Over the winter holidays, B and I took our first proper vacation in over 7 years – a trip without kids that lasted longer than a couple of nights. 10 days in Germany and Turkey. It took a year-and-a-half to schedule, and involved a Herculean coordination effort to get all grandparents’ schedules, our schedule, and the babysitter’s schedule to align, but it was amazing! Of course we loved exploring new places, cultures, and foods, but even more meaningful was the uninterrupted time we got to spend together. Just the two of us. It took a few days for us to detox from the chaos of regular life, but at some point around day 3 or 4, we started remembering what it was like to be married before kids. What it was like to make all decisions based on just our own whims. What it was like to just be us as a couple, instead of us as parents. What it was like to have, and enjoy, new experiences that weren’t constrained by our having kids.

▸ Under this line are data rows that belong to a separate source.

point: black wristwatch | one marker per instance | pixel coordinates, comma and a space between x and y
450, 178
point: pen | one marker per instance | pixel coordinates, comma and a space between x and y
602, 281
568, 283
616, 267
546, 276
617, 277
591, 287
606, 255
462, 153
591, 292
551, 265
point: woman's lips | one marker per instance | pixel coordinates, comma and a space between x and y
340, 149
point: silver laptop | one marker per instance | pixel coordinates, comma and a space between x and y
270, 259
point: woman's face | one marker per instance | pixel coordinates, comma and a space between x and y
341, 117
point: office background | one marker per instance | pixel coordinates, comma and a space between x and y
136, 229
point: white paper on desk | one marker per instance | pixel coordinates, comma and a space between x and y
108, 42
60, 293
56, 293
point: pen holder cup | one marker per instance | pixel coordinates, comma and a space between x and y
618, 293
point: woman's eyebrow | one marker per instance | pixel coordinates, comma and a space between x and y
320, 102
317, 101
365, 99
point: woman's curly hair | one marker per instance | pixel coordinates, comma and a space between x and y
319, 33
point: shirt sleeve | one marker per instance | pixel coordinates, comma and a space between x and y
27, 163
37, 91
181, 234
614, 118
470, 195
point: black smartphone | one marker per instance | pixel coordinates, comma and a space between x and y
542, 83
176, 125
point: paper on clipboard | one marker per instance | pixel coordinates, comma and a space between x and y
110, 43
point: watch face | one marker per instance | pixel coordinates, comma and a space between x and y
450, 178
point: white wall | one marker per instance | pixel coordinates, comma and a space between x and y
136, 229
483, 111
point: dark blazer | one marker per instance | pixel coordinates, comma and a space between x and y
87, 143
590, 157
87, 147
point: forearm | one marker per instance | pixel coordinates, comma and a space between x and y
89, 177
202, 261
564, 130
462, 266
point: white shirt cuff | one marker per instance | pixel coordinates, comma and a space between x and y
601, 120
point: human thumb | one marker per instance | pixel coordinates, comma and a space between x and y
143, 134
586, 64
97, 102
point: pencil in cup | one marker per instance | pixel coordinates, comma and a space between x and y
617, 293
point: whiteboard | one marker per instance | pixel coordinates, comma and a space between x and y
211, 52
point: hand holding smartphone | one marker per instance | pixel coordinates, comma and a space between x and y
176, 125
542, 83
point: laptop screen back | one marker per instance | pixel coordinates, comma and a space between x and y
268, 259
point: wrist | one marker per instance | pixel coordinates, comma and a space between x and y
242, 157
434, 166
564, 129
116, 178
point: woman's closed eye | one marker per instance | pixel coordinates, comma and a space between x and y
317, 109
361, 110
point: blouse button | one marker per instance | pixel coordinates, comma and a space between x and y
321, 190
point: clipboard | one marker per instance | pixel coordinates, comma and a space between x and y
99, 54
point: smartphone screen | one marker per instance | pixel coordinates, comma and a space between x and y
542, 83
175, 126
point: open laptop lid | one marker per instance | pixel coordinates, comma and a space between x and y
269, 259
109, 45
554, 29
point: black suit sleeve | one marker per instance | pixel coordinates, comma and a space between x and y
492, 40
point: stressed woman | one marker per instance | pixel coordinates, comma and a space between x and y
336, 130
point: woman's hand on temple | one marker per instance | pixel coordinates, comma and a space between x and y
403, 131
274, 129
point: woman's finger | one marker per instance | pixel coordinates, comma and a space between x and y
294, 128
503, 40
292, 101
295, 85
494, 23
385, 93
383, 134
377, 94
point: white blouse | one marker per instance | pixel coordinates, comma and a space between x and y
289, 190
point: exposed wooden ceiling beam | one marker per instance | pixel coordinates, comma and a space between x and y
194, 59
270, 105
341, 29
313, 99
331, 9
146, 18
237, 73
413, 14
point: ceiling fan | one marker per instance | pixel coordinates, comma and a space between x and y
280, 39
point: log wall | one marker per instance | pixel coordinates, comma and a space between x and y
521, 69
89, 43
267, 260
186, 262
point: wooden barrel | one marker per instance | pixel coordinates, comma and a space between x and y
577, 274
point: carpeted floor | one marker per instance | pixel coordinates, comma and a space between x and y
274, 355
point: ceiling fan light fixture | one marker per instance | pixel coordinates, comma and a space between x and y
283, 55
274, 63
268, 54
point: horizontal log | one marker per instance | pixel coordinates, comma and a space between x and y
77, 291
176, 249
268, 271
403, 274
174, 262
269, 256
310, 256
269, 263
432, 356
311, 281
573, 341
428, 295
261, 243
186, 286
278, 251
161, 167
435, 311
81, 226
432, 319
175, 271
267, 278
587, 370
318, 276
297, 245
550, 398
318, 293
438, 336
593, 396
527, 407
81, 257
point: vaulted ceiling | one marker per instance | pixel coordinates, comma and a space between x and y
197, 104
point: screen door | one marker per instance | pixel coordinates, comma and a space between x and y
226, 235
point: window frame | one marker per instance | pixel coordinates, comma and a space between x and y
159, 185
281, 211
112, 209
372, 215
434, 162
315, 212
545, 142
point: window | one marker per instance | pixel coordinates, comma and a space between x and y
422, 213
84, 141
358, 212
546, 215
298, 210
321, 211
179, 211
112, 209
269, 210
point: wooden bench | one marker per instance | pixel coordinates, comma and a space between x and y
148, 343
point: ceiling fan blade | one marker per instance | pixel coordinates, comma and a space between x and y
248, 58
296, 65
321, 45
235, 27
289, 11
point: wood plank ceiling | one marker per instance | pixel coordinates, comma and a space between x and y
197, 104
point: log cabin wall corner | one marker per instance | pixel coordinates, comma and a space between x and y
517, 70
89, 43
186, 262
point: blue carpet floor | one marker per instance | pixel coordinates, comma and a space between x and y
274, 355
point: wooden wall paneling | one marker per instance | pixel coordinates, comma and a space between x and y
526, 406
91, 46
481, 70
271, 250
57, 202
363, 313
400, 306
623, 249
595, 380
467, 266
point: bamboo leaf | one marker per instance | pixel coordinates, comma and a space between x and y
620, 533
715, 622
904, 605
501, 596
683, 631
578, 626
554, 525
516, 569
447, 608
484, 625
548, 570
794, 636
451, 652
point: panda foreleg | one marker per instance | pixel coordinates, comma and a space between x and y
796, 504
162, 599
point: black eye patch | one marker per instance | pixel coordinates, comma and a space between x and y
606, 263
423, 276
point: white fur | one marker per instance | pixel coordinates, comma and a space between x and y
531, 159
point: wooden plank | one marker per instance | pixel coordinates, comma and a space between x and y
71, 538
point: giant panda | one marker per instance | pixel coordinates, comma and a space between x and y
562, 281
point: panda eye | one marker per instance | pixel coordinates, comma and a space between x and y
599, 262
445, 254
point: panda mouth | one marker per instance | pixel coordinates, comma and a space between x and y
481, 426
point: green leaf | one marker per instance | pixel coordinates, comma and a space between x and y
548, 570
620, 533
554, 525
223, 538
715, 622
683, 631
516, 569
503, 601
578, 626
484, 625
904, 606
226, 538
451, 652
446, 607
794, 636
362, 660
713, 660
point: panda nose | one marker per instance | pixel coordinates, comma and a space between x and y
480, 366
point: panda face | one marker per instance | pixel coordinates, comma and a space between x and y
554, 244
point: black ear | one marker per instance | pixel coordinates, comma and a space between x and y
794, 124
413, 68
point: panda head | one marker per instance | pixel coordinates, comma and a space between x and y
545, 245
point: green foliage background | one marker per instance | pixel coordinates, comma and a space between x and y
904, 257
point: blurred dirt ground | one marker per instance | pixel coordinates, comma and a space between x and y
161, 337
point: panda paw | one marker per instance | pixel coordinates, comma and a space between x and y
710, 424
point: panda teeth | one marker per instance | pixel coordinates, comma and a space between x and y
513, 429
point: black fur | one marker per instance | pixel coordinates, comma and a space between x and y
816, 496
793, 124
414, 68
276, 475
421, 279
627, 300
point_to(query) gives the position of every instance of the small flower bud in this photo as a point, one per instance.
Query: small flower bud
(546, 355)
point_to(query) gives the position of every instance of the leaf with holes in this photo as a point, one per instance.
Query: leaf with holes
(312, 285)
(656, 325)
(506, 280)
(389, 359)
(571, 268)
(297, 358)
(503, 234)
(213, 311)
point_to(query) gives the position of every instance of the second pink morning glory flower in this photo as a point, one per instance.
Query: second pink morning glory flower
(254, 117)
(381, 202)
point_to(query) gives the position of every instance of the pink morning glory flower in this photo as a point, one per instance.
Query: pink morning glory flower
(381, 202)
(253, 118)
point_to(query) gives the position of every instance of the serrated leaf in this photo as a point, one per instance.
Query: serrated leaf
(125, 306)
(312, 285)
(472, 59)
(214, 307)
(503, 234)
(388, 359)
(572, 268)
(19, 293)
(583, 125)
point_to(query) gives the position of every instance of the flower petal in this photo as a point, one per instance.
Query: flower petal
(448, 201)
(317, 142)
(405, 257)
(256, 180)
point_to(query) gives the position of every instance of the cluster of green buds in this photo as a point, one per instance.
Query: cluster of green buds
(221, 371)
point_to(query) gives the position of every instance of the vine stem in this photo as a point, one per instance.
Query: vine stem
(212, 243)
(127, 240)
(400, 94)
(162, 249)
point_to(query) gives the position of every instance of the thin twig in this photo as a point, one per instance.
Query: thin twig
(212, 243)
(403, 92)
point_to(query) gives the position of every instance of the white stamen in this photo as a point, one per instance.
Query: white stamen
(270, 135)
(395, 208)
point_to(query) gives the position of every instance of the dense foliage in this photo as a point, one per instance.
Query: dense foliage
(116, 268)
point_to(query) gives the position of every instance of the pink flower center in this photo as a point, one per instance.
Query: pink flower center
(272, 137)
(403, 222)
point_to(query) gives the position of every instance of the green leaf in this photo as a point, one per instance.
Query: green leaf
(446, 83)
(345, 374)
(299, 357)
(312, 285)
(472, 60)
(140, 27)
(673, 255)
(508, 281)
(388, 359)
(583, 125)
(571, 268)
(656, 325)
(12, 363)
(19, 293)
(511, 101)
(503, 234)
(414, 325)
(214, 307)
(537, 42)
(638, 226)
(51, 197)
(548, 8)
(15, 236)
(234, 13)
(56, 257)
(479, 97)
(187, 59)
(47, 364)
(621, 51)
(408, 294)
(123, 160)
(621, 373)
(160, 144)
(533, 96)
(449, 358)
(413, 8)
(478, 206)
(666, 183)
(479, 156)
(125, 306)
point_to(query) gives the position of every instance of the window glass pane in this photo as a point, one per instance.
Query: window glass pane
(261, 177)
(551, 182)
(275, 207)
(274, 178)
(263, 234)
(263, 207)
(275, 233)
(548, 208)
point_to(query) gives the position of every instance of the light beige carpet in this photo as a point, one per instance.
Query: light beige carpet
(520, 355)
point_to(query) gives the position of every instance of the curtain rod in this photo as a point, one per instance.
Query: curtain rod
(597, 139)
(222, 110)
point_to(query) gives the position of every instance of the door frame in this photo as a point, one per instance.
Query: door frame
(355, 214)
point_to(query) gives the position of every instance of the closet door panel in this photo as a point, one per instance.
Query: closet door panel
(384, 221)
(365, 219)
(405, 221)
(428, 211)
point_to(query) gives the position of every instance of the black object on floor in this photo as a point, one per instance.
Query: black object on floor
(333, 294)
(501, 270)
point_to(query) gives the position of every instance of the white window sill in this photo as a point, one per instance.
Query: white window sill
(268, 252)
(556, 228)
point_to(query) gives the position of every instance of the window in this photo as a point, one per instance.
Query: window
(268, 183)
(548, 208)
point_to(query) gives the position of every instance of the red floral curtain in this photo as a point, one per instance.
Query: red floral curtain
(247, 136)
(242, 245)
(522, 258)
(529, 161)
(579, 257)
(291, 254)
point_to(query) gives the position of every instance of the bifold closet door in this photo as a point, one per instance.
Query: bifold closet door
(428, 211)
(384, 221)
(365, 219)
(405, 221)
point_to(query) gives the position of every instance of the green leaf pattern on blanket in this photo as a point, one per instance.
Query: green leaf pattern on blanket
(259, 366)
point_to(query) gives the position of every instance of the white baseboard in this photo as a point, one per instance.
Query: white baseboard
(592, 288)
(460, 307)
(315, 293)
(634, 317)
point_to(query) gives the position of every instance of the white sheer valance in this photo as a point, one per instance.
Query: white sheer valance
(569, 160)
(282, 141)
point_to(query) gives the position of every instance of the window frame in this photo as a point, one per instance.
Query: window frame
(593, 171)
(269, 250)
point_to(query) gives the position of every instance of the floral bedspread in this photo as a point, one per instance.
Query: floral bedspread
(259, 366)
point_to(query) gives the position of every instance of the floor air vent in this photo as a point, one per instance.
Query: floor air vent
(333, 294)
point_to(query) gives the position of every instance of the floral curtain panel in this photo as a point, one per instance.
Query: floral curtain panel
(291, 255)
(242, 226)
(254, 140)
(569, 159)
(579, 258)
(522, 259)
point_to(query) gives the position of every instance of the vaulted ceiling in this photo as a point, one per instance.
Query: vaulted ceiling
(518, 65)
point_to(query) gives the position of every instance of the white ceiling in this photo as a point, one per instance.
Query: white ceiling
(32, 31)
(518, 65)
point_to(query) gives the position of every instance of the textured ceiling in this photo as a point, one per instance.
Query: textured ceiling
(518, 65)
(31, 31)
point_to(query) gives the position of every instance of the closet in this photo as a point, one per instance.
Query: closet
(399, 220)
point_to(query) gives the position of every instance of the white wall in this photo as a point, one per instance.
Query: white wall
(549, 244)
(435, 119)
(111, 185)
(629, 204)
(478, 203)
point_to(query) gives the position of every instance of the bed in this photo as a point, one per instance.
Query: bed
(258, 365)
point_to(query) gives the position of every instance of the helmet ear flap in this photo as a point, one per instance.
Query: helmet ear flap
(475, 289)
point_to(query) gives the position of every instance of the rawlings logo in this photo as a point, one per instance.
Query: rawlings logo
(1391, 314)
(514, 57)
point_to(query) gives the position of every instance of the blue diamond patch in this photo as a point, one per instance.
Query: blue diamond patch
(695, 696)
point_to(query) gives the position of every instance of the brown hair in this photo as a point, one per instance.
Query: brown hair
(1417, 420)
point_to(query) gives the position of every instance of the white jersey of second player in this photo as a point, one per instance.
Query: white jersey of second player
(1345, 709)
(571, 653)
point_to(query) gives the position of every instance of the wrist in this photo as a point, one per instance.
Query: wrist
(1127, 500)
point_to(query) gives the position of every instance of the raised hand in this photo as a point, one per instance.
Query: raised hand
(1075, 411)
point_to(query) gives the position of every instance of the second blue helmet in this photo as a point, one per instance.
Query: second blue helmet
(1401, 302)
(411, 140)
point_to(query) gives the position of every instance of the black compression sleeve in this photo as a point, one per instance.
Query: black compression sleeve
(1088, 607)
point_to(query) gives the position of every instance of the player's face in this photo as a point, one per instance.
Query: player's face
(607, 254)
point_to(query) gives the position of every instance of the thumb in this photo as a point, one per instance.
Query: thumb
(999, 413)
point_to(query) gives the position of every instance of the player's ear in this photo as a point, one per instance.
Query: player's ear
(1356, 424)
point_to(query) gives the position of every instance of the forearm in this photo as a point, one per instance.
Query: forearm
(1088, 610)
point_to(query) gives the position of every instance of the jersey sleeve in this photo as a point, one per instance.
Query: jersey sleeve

We were shocked to discover how easy logistics became when we didn’t have to factor in kids’ needs, schedules, and moods. For example, getting out the door in the morning was amazingly fast. We could just walk out. That’s it, voila (sorry, reading too much Fancy Nancy lately). The zero hassle factor felt so extraordinary in comparison to our usual leaving the house chaos, which comedian Michael McIntyre brilliantly captures in this short clip.
What felt even more amazing was that the absence of kid-created interruptions gave us the gift of time to truly connect with each other. Instead of our interactions centering around logistics (where did you leave the kids’ schoolbag? have you seen their favorite dolls? can you pick up milk on the way home?), bartering last-minute childcare tasks (you get this one into the car, I’ll get that one’s shoes on), or angsting over running late … we had time to talk about what we want out of life, to create new memories, to explore new places on our own terms, to be silly, to be a married couple without the responsibilities of taking care of anyone else but each other. We rediscovered how much we like each other’s company, how much fun we have together.
Knowing that we would soon be returning to the kids and the chaos made our time away together all the more special. I cherished the chance to focus on my wife and vice-versa, to not have to share her with anyone. It really hit me that carving out “us time” is not about running away from our kids or our normal, chaotic life (I truly love our life and wouldn’t trade it for anything in the world). It’s about running towards each other, running toward the “us” that we’ve created (and re-created time again) over 14 years.
In our normal, non-vacation life, being parents is always front and center. Even when our kids are seemingly occupied or sleeping, we have to be prepared that at any moment they’ll need us – to help resolve a sibling spat, to provide comfort after a bad dream, to admire their latest drawing, to check out an ant crawling by. Date nights help us stay connected, but we are still “on call” as parents. Going far away on vacation gave us the luxury of an off-switch. We got to let the “parent part” of ourselves go on vacation. That gave us the luxury of being able to focus completely on each other. We returned better for it – better partners, better people, better parents.
We came home from that trip recharged and inspired to carve out more “us time,” and committed to finding the resources to continue exploring the world. The first thing I did when we returned was plan a four-day trip for two to Miami in April. We’re now working on scheduling another four-day trip for two this fall. With all grandparents working and a plane ride away, coordinating the logistics isn’t easy, but we are determined to make it happen.
So how about you? How do you make room for “us time” in your life?